You can listen to the podcast of this weeks full programme HERE.
The World of Edward Thomas O'Dwyer of Limerick (1886-1917)
Limerick Diocesan archivist David Bracken joins John and Shane this week to share some of the story of Edward O'Dwyer the former bishop of Limerick who died in 1917.
Born at Holy Cross, Co. Tipperary, Edward Thomas O'Dwyer was educated at the C.B.S. in Limerick and at St. Patrick’s College, Maynooth, where he was ordained in June 1867. Having served as CC in Rathkeale, Bruff, St. Patrick’s Adare, Newcastle West and St. Michael’s, he was appointed bishop in May 1886. One of the most famous Irish bishops of the late nineteenth century, he was also one of the most controversial. Honoured by Pope Leo XIII for his part against the Plan of Campaign, he ended his life with approval from his people for his stand against General Maxwell in the wake of the 1916 Rising.
General Maxwell wrote to various Bishops directing them to remove suspect priests from the active ministry. But he picked the wrong man in Bishop O’Dwyer when he named two priests in his Diocese who had preached against the dangers of conscription and whom the general regarded as being a dangerous menace to the peace and safety of the realm. Bishop O'Dwyers response was published and gained him national and international renown.
Bishop O'Dwyer's letter to Maxwell
I beg to acknowledge receipt of your letter of 12st instant which has been forwarded to me here.
I have read carefully you allegations against Rev. and Rev. but do not see in them any justification for disciplinary action on my part. They are both excellent priests, who hold strong national views, but I do not know that they have violated any law civil or ecclesiastical.
In your letter of the 6th instant you appealed to me to help you in the furtherance of your work as a military dictator of Ireland. Even if action of that kind was not outside my province, the events of the past few weeks would make it impossible for me to have any part in proceedings which I regard as wantonly cruel and oppressive.
You remember the Jameson raid, when a number of buccaneers invaded a friendly state and fought the forces of the lawful government. If ever men deserved the supreme punishment it was they, but officially and unofficially, the influence of the British government was used to save them and it succeeded. You took care that no plea for mercy should interpose on behalf of the poor young fellows who surrendered to you in Dublin. The first information which we got of their fate was the announcement that they had been shot in cold blood.

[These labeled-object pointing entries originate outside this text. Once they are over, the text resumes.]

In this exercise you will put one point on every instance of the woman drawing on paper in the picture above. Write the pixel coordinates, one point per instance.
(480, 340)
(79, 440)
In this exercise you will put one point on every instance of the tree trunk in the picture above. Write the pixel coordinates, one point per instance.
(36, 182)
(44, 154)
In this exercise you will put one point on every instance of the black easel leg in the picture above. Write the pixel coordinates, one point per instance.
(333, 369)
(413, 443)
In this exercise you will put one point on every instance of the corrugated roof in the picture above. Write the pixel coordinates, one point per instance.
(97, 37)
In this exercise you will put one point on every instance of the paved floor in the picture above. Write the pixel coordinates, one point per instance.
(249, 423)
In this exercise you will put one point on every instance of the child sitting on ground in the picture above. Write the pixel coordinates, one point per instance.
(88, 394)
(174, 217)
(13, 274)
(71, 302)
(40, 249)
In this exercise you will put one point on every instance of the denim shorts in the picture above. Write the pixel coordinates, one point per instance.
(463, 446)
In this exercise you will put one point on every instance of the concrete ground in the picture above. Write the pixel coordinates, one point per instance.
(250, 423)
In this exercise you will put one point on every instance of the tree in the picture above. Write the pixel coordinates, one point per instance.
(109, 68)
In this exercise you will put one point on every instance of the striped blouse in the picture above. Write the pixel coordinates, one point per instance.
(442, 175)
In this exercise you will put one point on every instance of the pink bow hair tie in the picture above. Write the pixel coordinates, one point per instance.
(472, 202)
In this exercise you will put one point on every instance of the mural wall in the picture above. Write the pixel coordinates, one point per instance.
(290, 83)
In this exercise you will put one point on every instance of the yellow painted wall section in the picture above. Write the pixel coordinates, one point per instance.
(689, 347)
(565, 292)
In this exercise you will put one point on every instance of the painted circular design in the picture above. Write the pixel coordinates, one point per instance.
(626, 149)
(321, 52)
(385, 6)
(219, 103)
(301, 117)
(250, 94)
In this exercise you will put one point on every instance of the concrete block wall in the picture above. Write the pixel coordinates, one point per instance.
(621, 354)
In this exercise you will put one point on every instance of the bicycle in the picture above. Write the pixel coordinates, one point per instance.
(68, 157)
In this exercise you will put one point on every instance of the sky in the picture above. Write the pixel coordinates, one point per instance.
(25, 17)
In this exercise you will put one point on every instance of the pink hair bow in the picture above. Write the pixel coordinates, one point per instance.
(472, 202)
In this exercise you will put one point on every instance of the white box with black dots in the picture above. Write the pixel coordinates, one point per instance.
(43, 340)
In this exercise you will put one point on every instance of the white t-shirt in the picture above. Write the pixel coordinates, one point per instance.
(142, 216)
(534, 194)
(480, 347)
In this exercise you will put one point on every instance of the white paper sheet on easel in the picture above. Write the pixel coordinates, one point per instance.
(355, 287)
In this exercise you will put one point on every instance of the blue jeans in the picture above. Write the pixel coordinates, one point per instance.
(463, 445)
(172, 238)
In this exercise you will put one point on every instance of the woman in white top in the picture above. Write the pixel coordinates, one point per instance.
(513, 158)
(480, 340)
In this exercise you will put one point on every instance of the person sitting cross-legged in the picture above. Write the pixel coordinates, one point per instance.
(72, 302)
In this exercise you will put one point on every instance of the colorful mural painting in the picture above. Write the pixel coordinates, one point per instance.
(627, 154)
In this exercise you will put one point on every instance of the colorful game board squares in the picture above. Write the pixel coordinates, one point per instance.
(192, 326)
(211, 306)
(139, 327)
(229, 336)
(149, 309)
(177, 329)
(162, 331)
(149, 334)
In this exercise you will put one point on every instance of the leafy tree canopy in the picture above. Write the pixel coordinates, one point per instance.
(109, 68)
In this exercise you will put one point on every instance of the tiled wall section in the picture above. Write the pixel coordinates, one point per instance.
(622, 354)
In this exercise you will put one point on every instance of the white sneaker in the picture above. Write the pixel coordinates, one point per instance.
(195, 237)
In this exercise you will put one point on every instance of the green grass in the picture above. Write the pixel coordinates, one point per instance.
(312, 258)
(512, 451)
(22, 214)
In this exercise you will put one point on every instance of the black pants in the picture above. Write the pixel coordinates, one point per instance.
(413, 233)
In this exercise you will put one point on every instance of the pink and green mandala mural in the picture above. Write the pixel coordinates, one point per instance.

Personally, I regard your action with horror, and I believe that it has outraged the conscience of the country. Then the deporting of hundreds and even thousands of poor fellows without a trial of any kind seems to me an abuse of power as fatuous as it is arbitrary and your regime has been one of the worst and blackest chapters in the history of misgovernment of the country.
I have the honour to be Sir your obedient servant.
Edward Thomas, Bishop of Limerick
To General Sir J.G Maxwell,To mark the centenary of his death and his complex role in the life of Limerick, the church in Ireland and also internationally during WWI, then and down to the present day through his founding of Mary Immaculate College, St Munchin's College and St John's Hospital in Limerick there is a conference hosted by the Department of History, Mary Immaculate College & the Limerick Diocesan Archives being held on 13th October 2017.
Commander-in-Chief, the forces in Ireland
The programme includes:
- Dr Colin Barr (University of Aberdeen), ‘Cullen’s heir?’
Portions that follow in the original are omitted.